Most of the time Ruby let’s us remain ignorant about the details of how it as a language is implemented. But then there’s that some of the time when knowing a little bit about what’s going on under the hood leads to better decision making in code. Take populating arrays.

You’ve likely used +, «, push, or concat. Regardless of which you prefer why do you use the one you do? And when do you use it over the others? If you’re not sure then this post is just for you.

Array#+

ary + other_ary

[1,2,3] + [4,5,6] # => [1,2,3,4,5,6]

This code is deceptively simple and elegant. It’s actually the worst performer. According to rdoc Array#+ returns a new array built by concatenating the two arrays together to produce a third array. Building this brand new array is really what leads to the performance hit. Under the hood Ruby has some work to do:

determine new array length as ary.length + other_ary.length
construct, allocate memory for new array given the new array length
copy contents of ary into new array
copy contents of other_ary into new array

Allocating memory for the new array and then copying the contents from the other arrays are expensive operations. The larger the arrays the more expensive it will be and if you do this in a loop you’ll be in a heap of trouble.

When to use it

Use Array#+ when you really want a new array to work with, but avoid using it in loops to build up arrays, there are better methods suited for that.

Array#push

ary.push *other_ary

ary = [1,2,3]
other_ary = [4,5,6]
ary.push *other_ary # => [1,2,3,4,5,6]

What this code lacks in aesthetic beauty it makes up in performance. The reason this code has the splat operator is so the example acts similar to the Array#+ example. Array#push behaves differently than Array#+. It appends its argument(s) to the receiver rather than construct a new array.

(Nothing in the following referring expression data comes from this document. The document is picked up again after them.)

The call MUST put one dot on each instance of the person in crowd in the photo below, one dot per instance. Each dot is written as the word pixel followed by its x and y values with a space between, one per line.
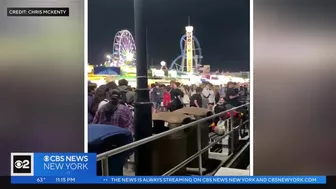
pixel 91 89
pixel 109 85
pixel 156 97
pixel 217 94
pixel 232 96
pixel 211 97
pixel 100 95
pixel 205 96
pixel 222 90
pixel 127 96
pixel 192 90
pixel 185 99
pixel 114 113
pixel 196 99
pixel 166 99
pixel 220 107
pixel 176 96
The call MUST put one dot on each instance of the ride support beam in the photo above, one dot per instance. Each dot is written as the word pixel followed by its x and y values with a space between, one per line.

Since Array#push doesn’t construct a new array it’s not nearly as expensive to use. Under the hood we can see why, here’s how it works:

for each argument in the given arguments
  if array is at or over capacity
    increase array capacity by 50%
  
  append argument to array

There’s no memory allocation going on unless the array is at or over capacity in which case ruby will allocate additional memory and increase the array’s capacity by 50%. This makes it much more performant than Array#+.

When to use it

Use Array#push when you don’t actually need a new array to work with. It’s safe to use in loops to build up an array and it doesn’t have the memory or cpu burdens that come with Array#+.

Array#«

ary << value

ary = [1,2,3]
ary << 1 # => [1,2,3,4]
ary << 2 # => [1,2,3,4,5]
ary << 3 # => [1,2,3,4,6]

The shift shift operator is similar to Array#push. Under the hood it’s actually the exact same implementation except for one difference: it doesn’t support variable number of arguments. This means there’s you can’t do the following:

ary << *other_array # WON'T WORK

Using « seems to be idiomatic Ruby in the circles I travel and I see it used more often then push unless something is getting splatted.

When to use it

Use Array#« when you don’t need a new array to work with. Just like its Array#push counterpart it’s safe to use in loops and it doesn’t have the memory or cpu burdents that come with Array#+.

Array#concat

ary.concat other_ary

ary = [1,2,3]
other_ary = [4,5,6]
ary.concat other_ary # => [1,2,3,4,5,6]

Lastly, Array#concat can be used to concatenate a new array with the receiver. This is similar to Array#+ except that concat doesn’t return a new array, it just modifies self.

Underneath it all, the implementation for concat is much lengthier than one might think (it is done using a splice implementation), but it really boils down to the following:

determine new length as ary.length + other_ary.length
if new length makes ary over capacity
  increase ary capacity
copy other_ary into ary

The memory copying makes Array#concat less performant than Array#push and Array#« but more performant than Array#+. As the size of the other_ary increases the worse off the performance of Array#concat will be since that will impact the amount of memory that has to be allocated and copied.

One nice thing about Array#concat is that it more intelligently handles increasing the capacity of ary than say the implementation of Array#push. It is smarter because it determines how long the new length of ary should be and resizes it only once. Array#push checks each time it appends an item, so it could be resizing the array more than once per call if you take advantage of its variable length arguments capability.

When to use it

Use Array#concat when you want to combine two arrays together but you don’t care about having a brand new array. It’s faster and less memory intensive than Array#+ and it will be on par or faster than Array#push if you’re resorting to the splat operator.